Marxism’s 20th Century preoccupation with the working class (proletariat) versus the elite (bourgeoise) may be a tough sell in a cynical, post-globalized world — but climate crisis may have come to its rescue. At least that’s what Kohei Saito, an associate professor at Tokyo University and author of Slow Down: The Degrowth Manifesto, apparently hopes.
The so-called father of “Degrowth Communism” argues that Karl Marx was, in fact, a proponent of less is more. In any case, the planet is incapable of sustaining the endless expansionism characteristic of Capitalism as we have known it.
Fellow degrowth evangelist and anthropologist Jason Hickel, author of the book “Less Is More: How Degrowth Will Save the World.”, writes:
“Degrowth is about reducing the material and energy throughput of the economy to bring it back into balance with the living world, while distributing income and resources more fairly, liberating people from needless work, and investing in the public goods that people need to thrive.”

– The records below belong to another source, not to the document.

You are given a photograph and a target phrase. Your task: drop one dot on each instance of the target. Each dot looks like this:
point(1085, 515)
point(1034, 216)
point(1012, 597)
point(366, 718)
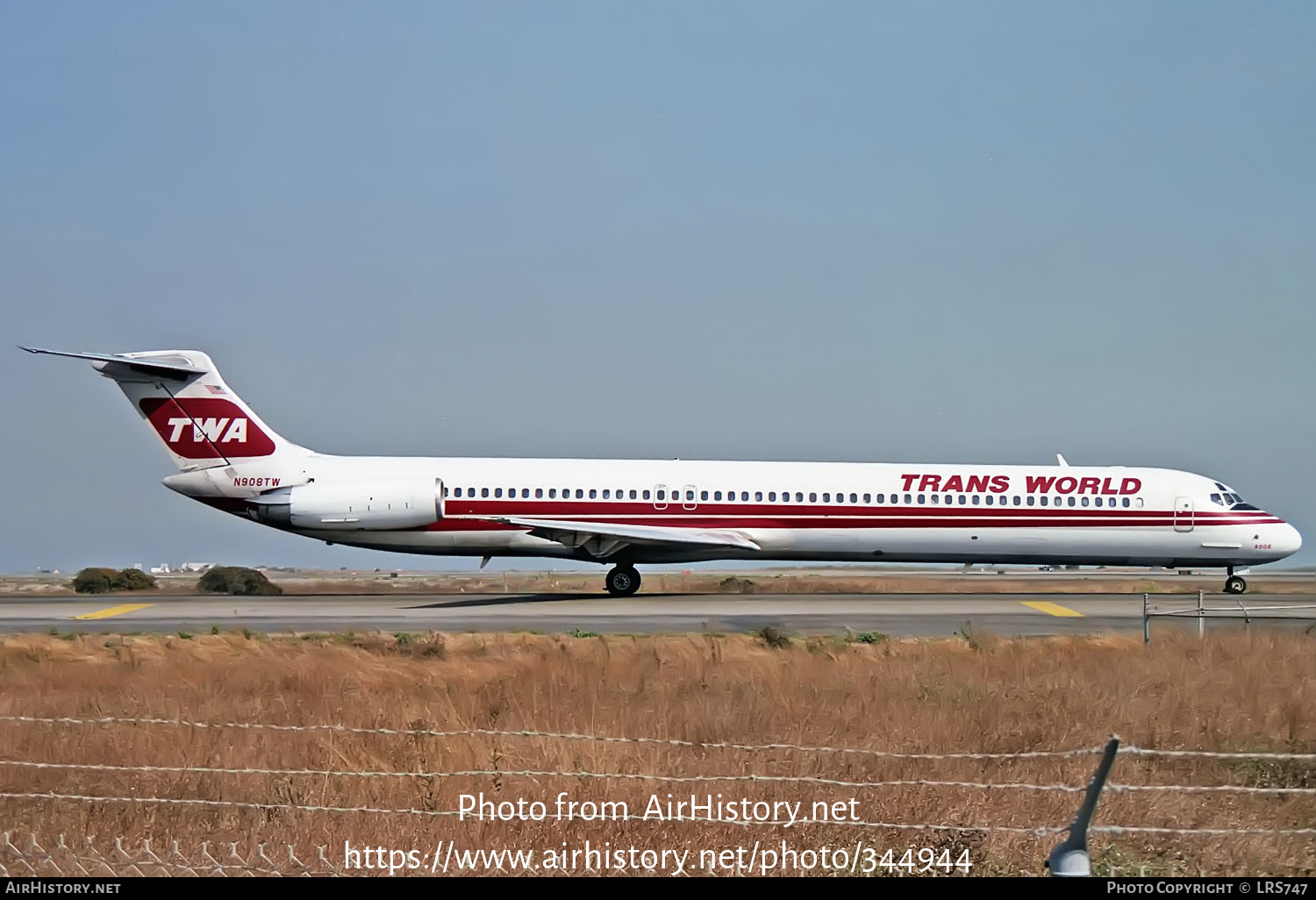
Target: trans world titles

More efficient and responsible use of natural resources isn’t a sticking point. It is the second assumption in the degrowth movement that raises red flags. After all, the innovations that gave rise to industrialization and globalization now sustain ~8 billion lives on this planet, however inequitable those lives are. Throw hundreds of years worth of growth into reverse and we won’t just live less materialistic lives; there will need to be far fewer of us to sustain quality of life!